$a$ and $1+a^{-1}$ have same degree over $F$ if $a$ is algebraic over $F$ 
Suppose that $a$ is algebraic over a field $F$. Show that $a$ and $1+a^{-1}$ have the same degree over $F$.

Not really sure where to start for this one.
I know that I have to show that $[F(a):F]=[F(1+a^{-1}):F]$, and I assume that being told that $a$ is algebraic over $F$ gives me some info, but I'm not sure how to use this info.
$a$ algebraic over $F$ means that $a$ is a zero of some non-zero polynomial with coefficients in $F$.
So there exists some minimal polynomial of the form $p(x)=c_0+c_1 x+\ldots+ c_{n-1} x^{n-1}$ for $c_i\in F$ such that $p(a)=0$. We also know that $F(a)$ is isomorphic to $F[x]/\langle p(x)\rangle$.
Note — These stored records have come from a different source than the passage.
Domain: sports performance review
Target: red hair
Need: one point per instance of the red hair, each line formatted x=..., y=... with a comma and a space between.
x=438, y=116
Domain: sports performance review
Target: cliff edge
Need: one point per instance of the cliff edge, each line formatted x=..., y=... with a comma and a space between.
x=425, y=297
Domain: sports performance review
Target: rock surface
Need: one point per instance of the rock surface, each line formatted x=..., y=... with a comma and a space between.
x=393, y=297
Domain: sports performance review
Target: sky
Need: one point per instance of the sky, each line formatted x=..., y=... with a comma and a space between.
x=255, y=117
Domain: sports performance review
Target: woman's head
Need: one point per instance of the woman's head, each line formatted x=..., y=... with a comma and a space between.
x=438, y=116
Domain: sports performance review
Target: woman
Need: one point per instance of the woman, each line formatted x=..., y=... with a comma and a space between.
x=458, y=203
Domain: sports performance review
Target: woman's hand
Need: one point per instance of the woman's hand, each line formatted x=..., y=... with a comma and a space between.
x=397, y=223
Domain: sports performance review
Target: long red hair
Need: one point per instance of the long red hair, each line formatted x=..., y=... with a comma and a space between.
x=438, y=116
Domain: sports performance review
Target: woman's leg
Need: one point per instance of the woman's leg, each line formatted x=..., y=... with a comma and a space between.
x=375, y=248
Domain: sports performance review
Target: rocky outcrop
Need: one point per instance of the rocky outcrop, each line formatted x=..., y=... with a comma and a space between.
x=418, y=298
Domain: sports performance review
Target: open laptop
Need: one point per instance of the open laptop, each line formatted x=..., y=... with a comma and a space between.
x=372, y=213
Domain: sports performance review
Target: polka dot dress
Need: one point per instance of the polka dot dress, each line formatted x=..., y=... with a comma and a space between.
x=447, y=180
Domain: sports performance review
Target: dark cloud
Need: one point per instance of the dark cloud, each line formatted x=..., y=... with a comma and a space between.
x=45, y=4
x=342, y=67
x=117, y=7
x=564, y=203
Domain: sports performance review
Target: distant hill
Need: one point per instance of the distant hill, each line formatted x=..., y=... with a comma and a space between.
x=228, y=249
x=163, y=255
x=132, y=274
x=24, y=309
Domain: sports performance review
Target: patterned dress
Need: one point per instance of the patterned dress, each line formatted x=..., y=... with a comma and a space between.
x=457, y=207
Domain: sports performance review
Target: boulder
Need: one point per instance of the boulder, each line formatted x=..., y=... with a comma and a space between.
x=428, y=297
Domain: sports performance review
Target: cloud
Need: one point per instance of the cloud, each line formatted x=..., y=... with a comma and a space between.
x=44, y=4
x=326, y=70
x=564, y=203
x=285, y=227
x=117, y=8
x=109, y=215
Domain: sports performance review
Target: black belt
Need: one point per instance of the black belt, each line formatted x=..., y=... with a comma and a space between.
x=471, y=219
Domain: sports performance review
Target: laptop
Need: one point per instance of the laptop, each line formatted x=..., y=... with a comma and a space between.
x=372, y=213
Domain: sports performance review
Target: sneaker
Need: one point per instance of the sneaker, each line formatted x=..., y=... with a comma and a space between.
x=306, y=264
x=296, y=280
Guidance how to approach this problem would be appreciated. Thank you.
 A: It is obvious that $F(1+a^{-1})\subseteq F(a)$. And since
$$\frac1{(1+a^{-1})-1}=a$$
we have that $F(a)\subseteq F(1+a^{-1})$.
Thus $F(a)=F(1+a^{-1})$
They have the same index because they are the same extension.
A: How about this solution. 
It follows your idea.
Note that $F(a)=F(a^{-1})$.
Let $m(x)$ be the minimal polynomial of $a^{-1}$ over $F$.
Then $m(x-1)$ is irreducible over $F$
and $m(x-1)$ is the minimal polynomial of $1+a^{-1}$ over $F$
and $[F(1+a^{-1}):F]=\deg{m(x-1)}=\deg{m(x)}=[F(a^{-1}):F]=[F(a):F]$.
This question appears at the Gallian's Contemporary Abstract Algebra 8/e (Exercise 20.36 and 21.41).
A: Let $f(x)$ be the minimal polynomial of $a$.
Since $f(x)$ is irreducible over $F$, 
the constant term of $f(x)$ is nonzero and 
the reciprocal polynomial $f^*(x)=x^n f(1/x)$ of $f(x)$ is also irreducible over $F$ (See here) and $\deg{f^*(x)}=n$, 
where $n=\deg{f(x)}$.
Note that $f^*(a^{-1})=(a^{-1})^n f(a)=0$.
Hence, $g(x)=f^*(x)$ is the minimal polynomial of $a^{-1}$.
Furthermore, 
$g(x-1)$ is irreducible over $F$ and $g(x-1)$ is the minimal polynomial of $1+a^{-1}$.